According to WolframAlpha, we get $$\lim_{t\to\color{red}{{\pi}^-}}\ln\left(e^{e^{it}}-2\right)=i\pi-1 +\ln(2e-1)$$ and $$\lim_{t\to\color{red}{{\pi}^+}}\ln\left(e^{e^{it}}-2\right)=-i\pi-1+\ln(2e-1)$$

So, if I'm not mistaken, these should give us $(3)$ as follows :

$$\begin{align}&\frac1{2\pi}\int_0^{2\pi}\ln(e^{it}+a) \;d\left[\ln\left(e^{e^{it}}-2\right)\right] \\\\&=\lim_{c_1\to{\pi}^-}\frac1{2\pi}\int_0^{c_1}\ln(e^{it}+a) \;d\left[\ln\left(e^{e^{it}}-2\right)\right]+\frac1{2\pi}\lim_{c_2\to{\pi}^+}\int_{c_2}^{2\pi}\ln(e^{it}+a) \;d\left[\ln\left(e^{e^{it}}-2\right)\right] \\\\&=\lim_{c_1\to {\pi}^-}\bigg(\frac1{2\pi}\left[\ln(e^{it}+a)\ln\left(e^{e^{it}}-2\right)\middle]\right|_0^{c_1}-\frac1{2\pi}\int_0^{c_1}\ln\left(e^{e^{it}}-2\right) \;d\left[\ln(e^{it}+a)\right]\bigg)+\lim_{c_2\to{\pi}^+}\bigg(\frac1{2\pi}\left[\ln(e^{it}+a)\ln\left(e^{e^{it}}-2\right)\middle]\right|_{c_2}^{2\pi}-\frac1{2\pi}\int_{c_2}^{2\pi}\ln\left(e^{e^{it}}-2\right) \;d\left[\ln(e^{it}+a)\right]\bigg) \\\\&=\frac1{2\pi}\bigg(\ln(a-1)\times\bigg(i\pi-1+\ln(2e-1)\bigg)-\ln(a+1)\ln(e-2)\bigg)+\frac1{2\pi}\bigg(\ln(a+1)\ln(e-2)-\ln(a-1)\times \bigg(-i\pi-1+\ln(2e-1)\bigg)\bigg)-\frac1{2\pi}\int_0^{2\pi}\ln\left(e^{e^{it}}-2\right) d\left[\ln(e^{it}+a)\right] \\\\&=\ln(a-1)i -\frac1{2\pi}\int_0^{2\pi}\ln\left(e^{e^{it}}-2\right) d\left[\ln(e^{it}+a)\right]\end{align}$$

Answer 2

Issue :

When we write
$$ \frac1{2\pi}\int_0^{2\pi} x\ln(e^{it}+a)\; dx \tag{X} $$ we are saying that the limits are for $x$ (it is not for $a$ , not for $t$)

Likewise , when we write
$$ \frac1{2\pi}\int_0^{2\pi} \ln(e^{it}+a)\; d\left[\ln\left(e^{e^{it}}-2\right)\right] \tag{Y} $$ we are telling Wolfram that the limits are for $\left[\ln\left(e^{e^{it}}-2\right)\right]$ (it is not for $a$ , not for $t$)
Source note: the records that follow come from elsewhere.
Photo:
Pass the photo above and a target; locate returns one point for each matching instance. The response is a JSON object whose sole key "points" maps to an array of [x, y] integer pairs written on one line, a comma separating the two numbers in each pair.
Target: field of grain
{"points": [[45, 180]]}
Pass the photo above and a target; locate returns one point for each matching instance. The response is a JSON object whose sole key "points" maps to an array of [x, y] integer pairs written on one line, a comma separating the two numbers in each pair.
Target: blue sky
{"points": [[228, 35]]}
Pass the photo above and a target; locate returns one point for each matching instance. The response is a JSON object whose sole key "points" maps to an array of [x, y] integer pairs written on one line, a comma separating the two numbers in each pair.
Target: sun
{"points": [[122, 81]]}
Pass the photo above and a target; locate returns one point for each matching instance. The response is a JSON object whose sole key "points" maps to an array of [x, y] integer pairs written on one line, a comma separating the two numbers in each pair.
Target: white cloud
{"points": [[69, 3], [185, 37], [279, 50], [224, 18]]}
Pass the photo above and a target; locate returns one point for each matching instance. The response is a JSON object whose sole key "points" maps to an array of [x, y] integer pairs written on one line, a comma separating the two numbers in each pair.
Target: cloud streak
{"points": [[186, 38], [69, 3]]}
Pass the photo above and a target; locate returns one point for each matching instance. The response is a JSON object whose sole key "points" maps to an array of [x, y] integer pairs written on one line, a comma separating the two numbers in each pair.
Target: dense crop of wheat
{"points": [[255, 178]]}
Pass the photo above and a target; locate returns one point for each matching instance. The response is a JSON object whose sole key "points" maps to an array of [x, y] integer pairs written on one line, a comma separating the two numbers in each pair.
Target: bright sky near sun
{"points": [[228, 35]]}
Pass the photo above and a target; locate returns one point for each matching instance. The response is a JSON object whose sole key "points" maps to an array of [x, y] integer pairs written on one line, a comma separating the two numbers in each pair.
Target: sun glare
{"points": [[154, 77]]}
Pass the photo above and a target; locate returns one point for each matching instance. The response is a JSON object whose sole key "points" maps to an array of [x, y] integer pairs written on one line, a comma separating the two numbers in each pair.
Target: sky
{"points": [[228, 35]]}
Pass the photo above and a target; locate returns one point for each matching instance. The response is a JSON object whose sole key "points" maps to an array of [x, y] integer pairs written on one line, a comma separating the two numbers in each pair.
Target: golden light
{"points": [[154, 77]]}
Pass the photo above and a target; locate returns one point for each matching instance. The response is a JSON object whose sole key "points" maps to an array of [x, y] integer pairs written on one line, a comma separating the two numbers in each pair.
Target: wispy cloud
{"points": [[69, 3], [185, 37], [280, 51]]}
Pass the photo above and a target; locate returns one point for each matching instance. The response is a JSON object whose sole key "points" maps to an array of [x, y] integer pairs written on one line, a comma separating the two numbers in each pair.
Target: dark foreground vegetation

Hence we have given the limits to Wolfram :
$\left[\ln\left(e^{e^{it}}-2\right)\right]=0$
$\left[\ln\left(e^{e^{it}}-2\right)\right]=2\pi$

Over-all , the limits which will Wolfram use for $t$ are :
$t=\ln\ln3/i$
$t=\ln\ln[e^{2\pi}+2]/i$

This is not a closed curve.
When we plug that into (2) , naturally , we will not get $0$ where we might want it.

ADDENDUM :

When we Integrate By Parts to get (3) with the new $d[[X]]$ term involving $\left[\ln\left(e^{e^{it}}+a\right)\right]$ , we have to handle the limits correctly & consistently for the "change of variable" there.
When we make the limit changes through-out , the extra term should work out to what Wolfram gave.

Now , the limits Wolfram will see are :
$\left[\ln\left(e^{e^{it}}+a\right)\right]=0$
$\left[\ln\left(e^{e^{it}}+a\right)\right]=2\pi$

Hence , the limits Wolfram will use are :
$t=\ln\ln(1-a)/i$
$t=\ln\ln(e^{2\pi}+a)/i$

SUMMARY :

The Crux is that manually checking gave a $0$ which is wrong because the limits were wrong.
Essentially , the manual work is involving 2 unrelated Integrals.

Difference between those 2 Integrals is coincidentally $\log(a-1)i$ , which Wolfram correctly calculates.